Detecting and Handling Network Segmentation ("Split Brain")

When network segmentation occurs, a distributed system that does not handle the partition condition properly allows multiple subgroups to form. This condition can lead to numerous problems, including distributed applications operating on inconsistent data.

For example, because thin clients connecting to a server cluster are not tied into the membership system, a client might communicate with servers from multiple subgroups. Or, one set of clients might see one subgroup of servers while another set of clients cannot see that subgroup but can see another one.

GemFire XD handles this problem by allowing only one subgroup to form and survive. The distributed systems and caches of other subgroups are shut down as quickly as possible. Appropriate alerts are raised through the GemFire XD logging system to alert administrators to take action.
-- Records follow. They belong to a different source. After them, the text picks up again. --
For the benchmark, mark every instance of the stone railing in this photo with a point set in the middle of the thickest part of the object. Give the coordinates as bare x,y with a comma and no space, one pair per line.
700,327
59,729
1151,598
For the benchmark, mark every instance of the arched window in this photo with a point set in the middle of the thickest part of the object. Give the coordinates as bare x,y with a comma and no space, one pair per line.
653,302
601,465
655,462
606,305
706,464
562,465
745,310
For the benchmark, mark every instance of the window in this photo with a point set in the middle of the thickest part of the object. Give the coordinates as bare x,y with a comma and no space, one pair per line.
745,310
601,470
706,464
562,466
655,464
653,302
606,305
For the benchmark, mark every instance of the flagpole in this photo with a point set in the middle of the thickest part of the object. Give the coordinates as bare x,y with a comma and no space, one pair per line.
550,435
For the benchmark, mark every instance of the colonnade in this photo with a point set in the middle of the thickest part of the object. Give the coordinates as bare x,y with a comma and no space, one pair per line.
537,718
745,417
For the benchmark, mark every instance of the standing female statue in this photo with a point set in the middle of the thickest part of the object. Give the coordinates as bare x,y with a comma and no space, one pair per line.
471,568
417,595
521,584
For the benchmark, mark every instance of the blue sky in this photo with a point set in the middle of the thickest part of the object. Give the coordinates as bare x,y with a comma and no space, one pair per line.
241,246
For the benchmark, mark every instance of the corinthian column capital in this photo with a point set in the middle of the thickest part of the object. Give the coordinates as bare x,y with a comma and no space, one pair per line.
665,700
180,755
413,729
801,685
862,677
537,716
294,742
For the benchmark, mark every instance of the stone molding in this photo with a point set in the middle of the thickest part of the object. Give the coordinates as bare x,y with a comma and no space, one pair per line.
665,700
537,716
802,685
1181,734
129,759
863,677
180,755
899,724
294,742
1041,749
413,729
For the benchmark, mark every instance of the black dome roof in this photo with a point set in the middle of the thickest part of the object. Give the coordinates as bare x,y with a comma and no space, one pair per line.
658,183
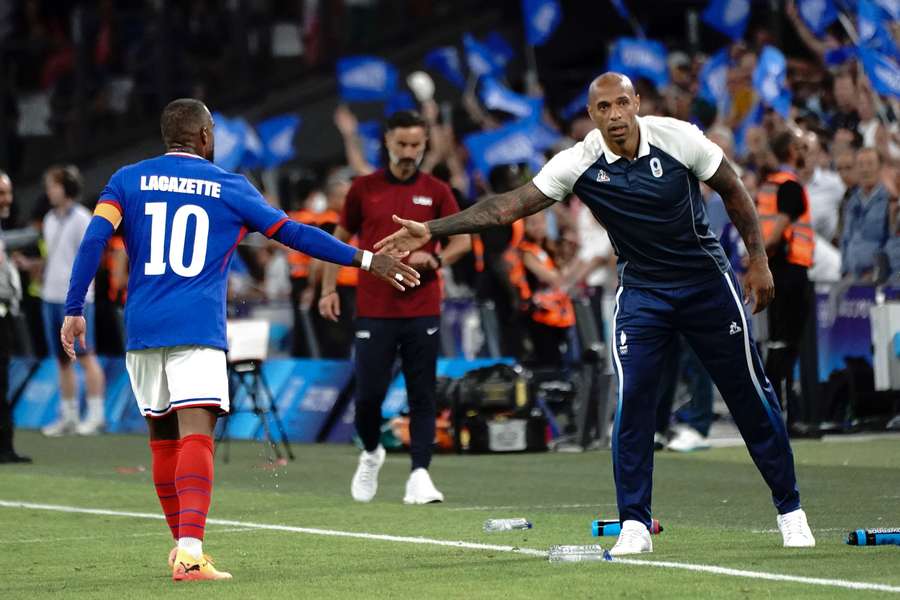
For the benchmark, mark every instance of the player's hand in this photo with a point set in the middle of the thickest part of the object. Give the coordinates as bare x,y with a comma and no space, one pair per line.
422,261
413,236
387,268
73,328
330,306
759,289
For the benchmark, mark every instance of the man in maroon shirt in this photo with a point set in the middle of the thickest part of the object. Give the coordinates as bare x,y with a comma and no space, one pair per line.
388,322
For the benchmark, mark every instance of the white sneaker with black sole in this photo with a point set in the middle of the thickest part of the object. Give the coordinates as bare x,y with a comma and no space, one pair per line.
633,539
795,530
420,489
365,480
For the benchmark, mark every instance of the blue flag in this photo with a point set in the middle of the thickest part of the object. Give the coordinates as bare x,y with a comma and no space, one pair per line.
769,80
640,58
497,97
714,78
277,137
445,61
541,19
229,142
882,71
366,78
370,138
817,14
500,48
480,58
728,16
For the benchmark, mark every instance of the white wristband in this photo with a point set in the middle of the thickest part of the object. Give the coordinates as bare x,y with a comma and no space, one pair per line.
366,262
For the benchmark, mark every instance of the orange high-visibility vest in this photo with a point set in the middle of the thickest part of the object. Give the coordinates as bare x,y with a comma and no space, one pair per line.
553,306
798,236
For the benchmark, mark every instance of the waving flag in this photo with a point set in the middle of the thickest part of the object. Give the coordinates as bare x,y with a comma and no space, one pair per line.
882,71
728,16
480,58
445,60
769,80
817,14
541,19
366,78
640,58
277,137
229,142
497,97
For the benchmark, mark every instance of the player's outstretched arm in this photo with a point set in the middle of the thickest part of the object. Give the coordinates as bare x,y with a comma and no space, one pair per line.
492,211
759,289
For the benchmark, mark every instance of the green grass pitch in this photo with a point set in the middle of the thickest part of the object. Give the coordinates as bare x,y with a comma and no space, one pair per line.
713,505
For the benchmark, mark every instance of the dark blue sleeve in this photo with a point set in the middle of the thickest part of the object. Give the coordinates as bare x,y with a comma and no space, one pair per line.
86,262
316,243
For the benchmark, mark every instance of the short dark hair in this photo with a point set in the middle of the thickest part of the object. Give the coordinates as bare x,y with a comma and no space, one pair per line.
182,119
405,118
781,145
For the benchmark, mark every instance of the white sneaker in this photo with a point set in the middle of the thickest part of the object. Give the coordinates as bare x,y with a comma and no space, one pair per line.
687,439
90,427
60,428
633,539
420,489
795,530
365,480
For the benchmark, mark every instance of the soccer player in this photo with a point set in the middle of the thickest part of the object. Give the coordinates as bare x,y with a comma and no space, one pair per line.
388,323
640,177
183,217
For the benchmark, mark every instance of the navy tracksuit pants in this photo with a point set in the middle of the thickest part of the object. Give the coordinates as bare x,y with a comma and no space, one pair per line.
711,318
377,343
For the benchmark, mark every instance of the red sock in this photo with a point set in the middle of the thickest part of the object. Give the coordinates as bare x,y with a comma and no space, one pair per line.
165,459
193,480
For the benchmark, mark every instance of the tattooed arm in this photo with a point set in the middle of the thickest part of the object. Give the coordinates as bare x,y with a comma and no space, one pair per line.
501,209
759,287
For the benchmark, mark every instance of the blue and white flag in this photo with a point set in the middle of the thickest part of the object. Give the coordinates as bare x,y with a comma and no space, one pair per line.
277,137
369,133
882,71
229,142
479,58
769,80
640,58
714,79
500,48
817,14
496,96
445,60
541,19
366,79
728,16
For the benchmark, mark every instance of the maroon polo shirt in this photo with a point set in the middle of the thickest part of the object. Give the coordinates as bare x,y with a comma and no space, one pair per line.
371,201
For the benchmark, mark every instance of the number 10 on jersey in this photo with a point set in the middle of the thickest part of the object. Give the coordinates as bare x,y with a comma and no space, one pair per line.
157,264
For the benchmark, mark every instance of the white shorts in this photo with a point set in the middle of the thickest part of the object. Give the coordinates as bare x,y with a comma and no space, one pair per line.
167,379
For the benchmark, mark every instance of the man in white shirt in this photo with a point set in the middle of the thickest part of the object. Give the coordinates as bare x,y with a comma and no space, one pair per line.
63,228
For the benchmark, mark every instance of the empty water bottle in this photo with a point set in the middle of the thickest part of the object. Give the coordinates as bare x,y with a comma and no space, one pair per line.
506,524
590,552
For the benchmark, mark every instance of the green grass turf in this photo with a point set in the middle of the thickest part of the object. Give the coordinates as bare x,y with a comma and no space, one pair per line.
712,504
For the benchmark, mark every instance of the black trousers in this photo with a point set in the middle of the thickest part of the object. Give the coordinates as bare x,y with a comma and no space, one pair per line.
378,342
788,315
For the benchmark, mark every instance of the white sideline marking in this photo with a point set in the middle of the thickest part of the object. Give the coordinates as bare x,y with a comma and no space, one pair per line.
839,583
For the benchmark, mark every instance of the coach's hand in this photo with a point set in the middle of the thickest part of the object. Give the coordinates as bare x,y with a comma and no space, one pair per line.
759,289
413,236
330,306
73,328
387,268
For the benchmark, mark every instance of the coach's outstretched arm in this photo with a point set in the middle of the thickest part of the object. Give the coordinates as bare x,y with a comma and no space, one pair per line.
758,285
492,211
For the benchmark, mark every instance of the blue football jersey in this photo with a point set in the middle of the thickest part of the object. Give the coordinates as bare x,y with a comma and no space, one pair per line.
182,219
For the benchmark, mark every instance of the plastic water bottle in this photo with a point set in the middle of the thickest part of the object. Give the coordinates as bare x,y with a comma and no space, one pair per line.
590,552
492,525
Network partition detection in GemFire XD is based on the concept of a lead member and a group management coordinator. The coordinator is a member that manages entry and exit of other members of the distributed system. For network partition detection, the coordinator is always a GemFire XD locator. The lead member is always the oldest member of the distributed system that does not have a locator running in the same process. Given this, two situations will cause GemFire XD to declare a network partition:
  • If both a locator and the lead member leave the distributed system abnormally within a configurable period of time, a network partition is declared and the caches of members who are unable to see the locator and the lead member are immediately closed and disconnected.

    If a locator or lead member's distributed system are shut down normally, GemFire XD automatically elects a new one and continues to operate.

  • If no locator can be contacted by a member, it declares a network partition has occurred, closes itself, and disconnects from the distributed system.

You enable network partition detection by setting the enable-network-partition-detection distributed system property to true. Enable network partition detection in all locators and in any other process that should be sensitive to network partitioning. Processes that do not have network partition detection enabled are not eligible to be the lead member, so their failure will not trigger declaration of a network partition.

Note: The distributed system must contain locators to enable network partition detection.